At Makom Aher, she learned about a different life. "You can't understand what a change it was. From sitting around on a park bench at night with some guys, drinking vodka and moaning about life, all of a sudden I'm going to restaurants, having iced coffee in cafes in Tel Aviv," she laughs. "It's new to me to be cared for, and not to have to care for others." Her next stop will be a small hostel for girls, where she will live and study under boarding school conditions until she graduates high school. "I have found a framework that suits me. It's like this place - small and intimate."

The day at Makom Aher begins at 7:15 A.M. After breakfast, one girl goes to work, others go to school, and those who have dropped out of the system study in Makom Aher's own learning center. At 1:30 P.M. there's lunch and after that enrichment classes, clubroom time and lectures. Lights out is at 11 P.M. Sometimes the kids sit in the yard with instructors or volunteers, smoking, chatting, laughing, listening to music and chilling out.

They need to do some serious chilling out. One 12-year-old girl was found wandering around at night after being involved in a street fight; a girl from an Ethiopian family whose mother assaulted her escaped to a battered girls' home; an orphan refugee from Darfur is recovering from tuberculosis and waiting to start school; a 14-year-old boy whose divorced parents couldn't handle his violent behavior and drinking, and refused to take him into their homes. He came to Makom Aher after approaching a police patrol car and demanding help.

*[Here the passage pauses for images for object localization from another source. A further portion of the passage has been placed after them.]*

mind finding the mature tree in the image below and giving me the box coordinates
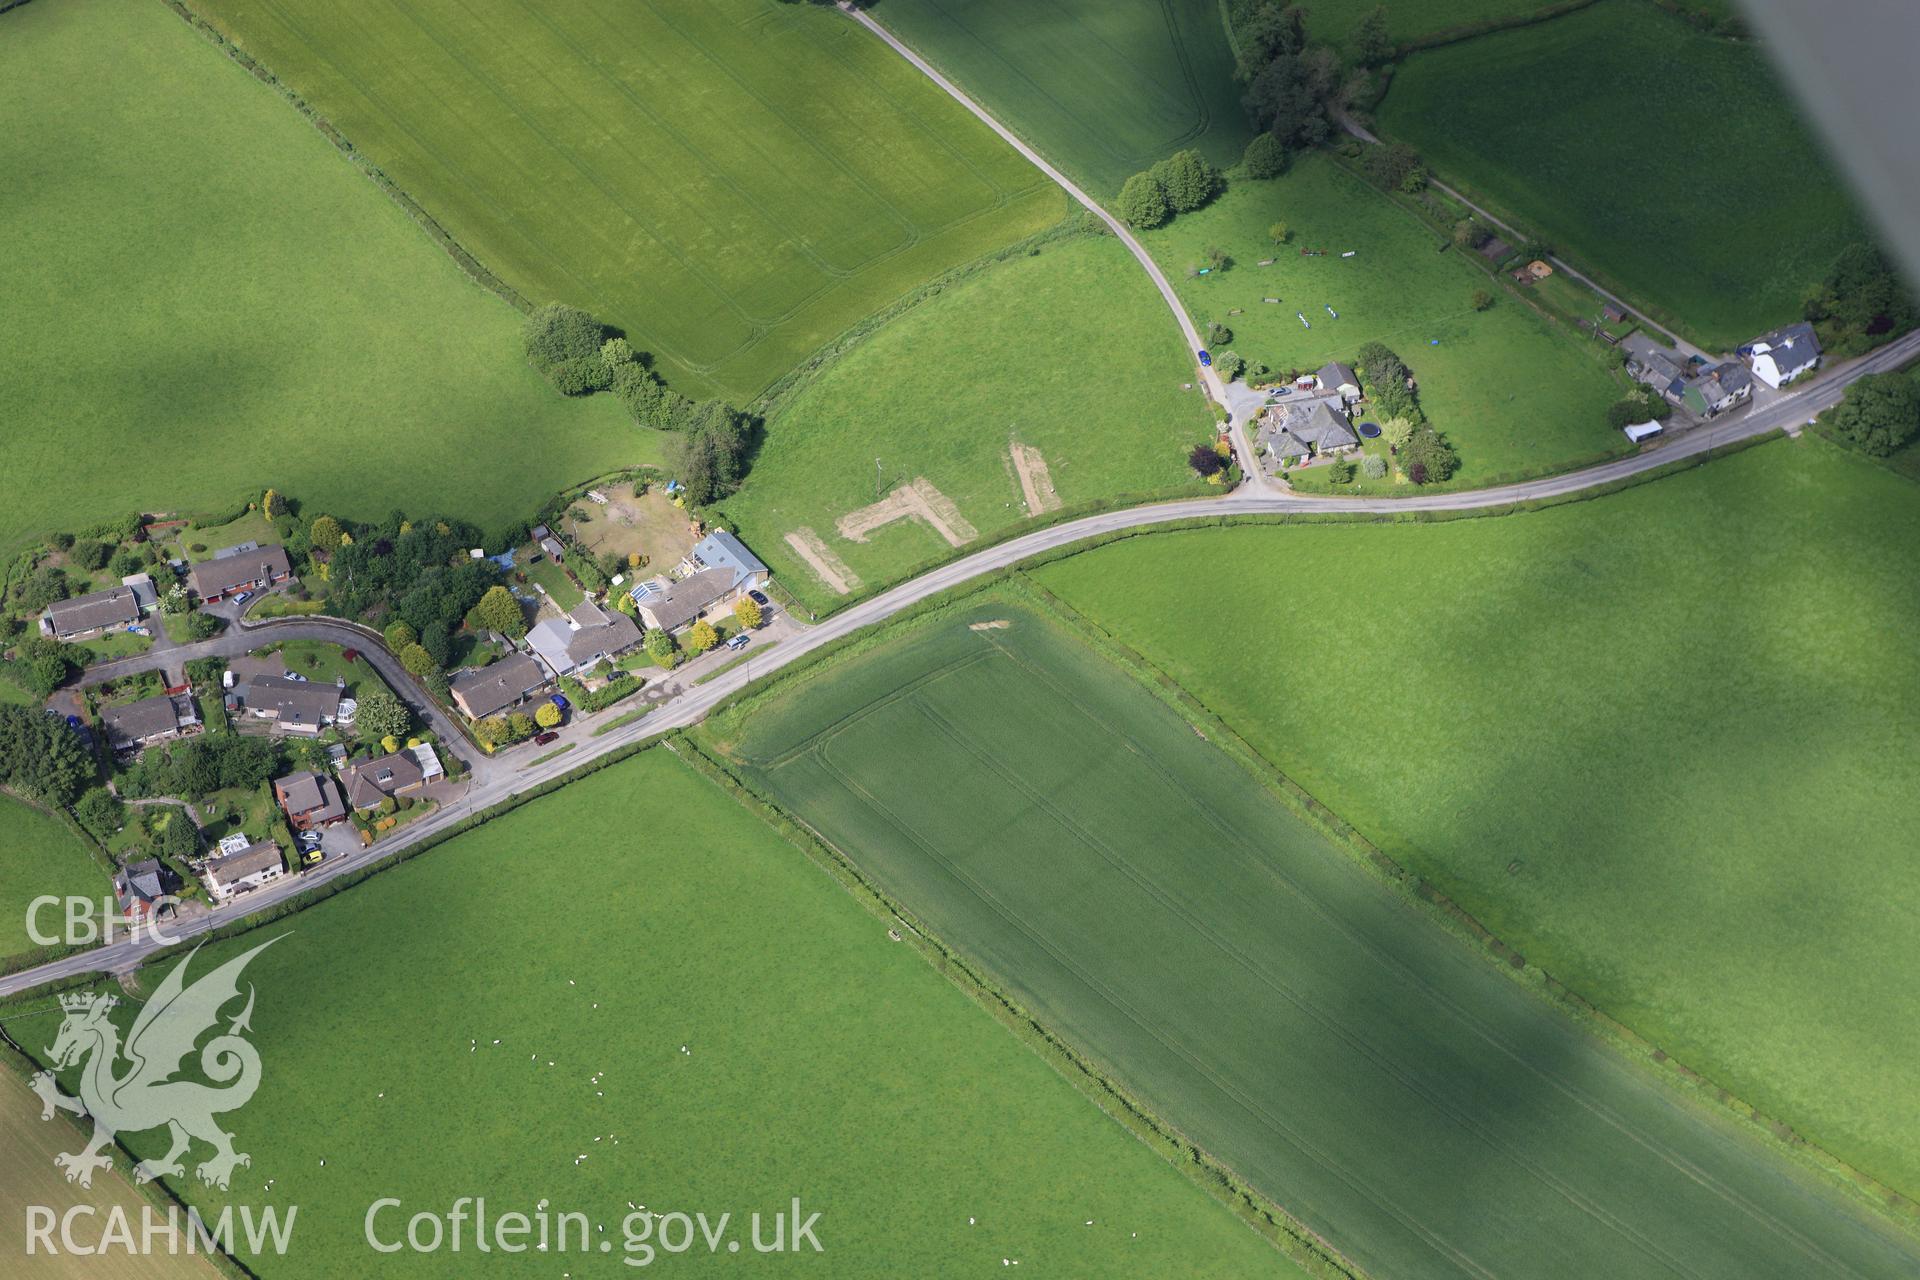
[1352,5,1393,66]
[16,566,69,613]
[1235,1,1308,76]
[0,704,92,805]
[262,488,289,518]
[1242,132,1288,179]
[673,400,754,506]
[1327,457,1356,484]
[1214,351,1248,381]
[1116,171,1171,229]
[1207,321,1234,347]
[732,596,763,631]
[186,611,224,641]
[534,701,563,729]
[506,712,535,742]
[74,788,125,841]
[1401,427,1459,484]
[1452,219,1490,250]
[70,540,112,572]
[1805,244,1917,356]
[1188,443,1225,477]
[643,628,679,667]
[309,515,345,552]
[161,584,188,616]
[1361,453,1388,480]
[469,585,527,638]
[157,811,198,861]
[383,620,418,651]
[110,548,145,578]
[686,620,719,655]
[1821,372,1920,456]
[355,686,411,742]
[399,643,439,681]
[1361,142,1423,192]
[599,336,636,370]
[1242,47,1339,149]
[548,357,613,397]
[1151,150,1221,213]
[522,303,605,372]
[473,717,508,748]
[1268,221,1292,245]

"These kids arrive here battered and exhausted after really bad experiences," says Medallion, "but there are still parts of them that can be cured, that can be worked with. After a few days at a safe place, in many cases a different child emerges."

Medallion says that "Often you get a sense that there are great welfare bureaus, devoted welfare officials, but they have 400 files on their desks. And there are amazing teachers, but they have 42 kids in their classrooms. But there are also cases of negligence - and I'm not speaking about parents, but about people who are supposed to call in professionals, and that is really annoying. You ask, 'Where were you when the kid was 10 and he began to be a vagrant, or came to school without a sandwich, or stopped going to school altogether?' And then there's the knowledge that with all the workload and the emotional attrition, there are a lot of kids who nobody even sees."

At 6 P.M. a 23-year-old volunteer comes to Makom Aher, to stay with the youngsters until bedtime. It is his own first day at law school, and he is visibly excited, but that didn't make him want to miss his shift. Today, it is impossible to see in him anything of the 15-year-old who was thrown out of his home and arrived at Makom Aher late one night. "I grew up in a middle-class home, parents happily married, ostensibly, but from the age of five I was beaten," he says.

When he was 15 and he began to resist the beatings, his parents wouldn't let him into the house. "I wandered around from one friend's house to another's for a couple of weeks. I slept in a storeroom where I worked. When everything else ran out, I slept on a bench. I became desperate in the middle of the winter, and contacted a social worker and told her I had nowhere to live."

He says he doesn't remember much about his childhood, "but I do remember the four months I spent here at Makom Aher, and what the staff and volunteers did for me. That's what brings me back today. It's important for me to give back to others, and show these youngsters that they can get ahead and reach someplace else."